Michael Wolfe, HPCWire, Compilers and More: MPI+X, here.
At ISC’14, there was intense and continuing interest in the choice of a standard approach for programming the next generation HPC systems. While not guaranteed, many of these systems are likely to be large clusters of nodes with multicore CPUs and some sort of attached accelerators. A standard programming approach is necessary to convince developers, and particularly ISVs, to start adoption now in preparation for this coming generation of systems. John Barr raised the same question in an article at Scientific Computing World from a more philosophical point of view. Here I address this question from a deeper technical perspective.
HPC programming is currently dominated by either a flat model with MPI across nodes as well as cores within a node, or a hybrid model with MPI across the nodes and OpenMP shared memory parallelism across the cores in a node. The advantage of flat MPI is a simpler programming model, only one level of parallelism and only one API. The disadvantage is it doesn’t take advantage of the shared data across the ranks on the same node, requiring message and buffer management across all ranks. MPI+OpenMP roughly inverts those advantages and disadvantages.

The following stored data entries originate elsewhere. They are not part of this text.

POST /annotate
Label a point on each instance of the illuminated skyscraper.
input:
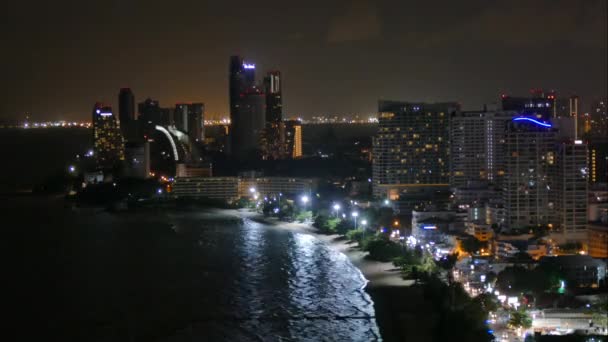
(242, 78)
(530, 165)
(247, 110)
(411, 149)
(478, 148)
(273, 139)
(274, 104)
(189, 118)
(150, 115)
(571, 190)
(126, 107)
(293, 139)
(247, 124)
(540, 104)
(108, 141)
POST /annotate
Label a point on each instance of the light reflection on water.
(288, 286)
(183, 276)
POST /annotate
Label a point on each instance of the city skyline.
(335, 67)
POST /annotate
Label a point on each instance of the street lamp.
(336, 208)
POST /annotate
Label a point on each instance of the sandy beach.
(379, 274)
(402, 312)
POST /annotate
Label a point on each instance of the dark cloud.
(521, 23)
(360, 21)
(337, 56)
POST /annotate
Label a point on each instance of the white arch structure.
(168, 135)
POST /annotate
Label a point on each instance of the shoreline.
(401, 310)
(378, 274)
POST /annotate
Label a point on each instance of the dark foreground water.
(179, 276)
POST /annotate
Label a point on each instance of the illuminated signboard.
(539, 123)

The reason MPI and MPI+OpenMP have worked so well over the past 20 years now is that most HPC systems are roughly isomorphic, with some differences in instruction set, node topology, and performance profiles. The system is a network of nodes, the nodes have one or more processors, the processors have one or more cores. The cores on a node share virtual and physical memory, with hardware cache coherence to make shared memory programming relatively safe. There are some outliers, like the big SGI shared memory systems, which have some programming model and performance advantages for certain applications.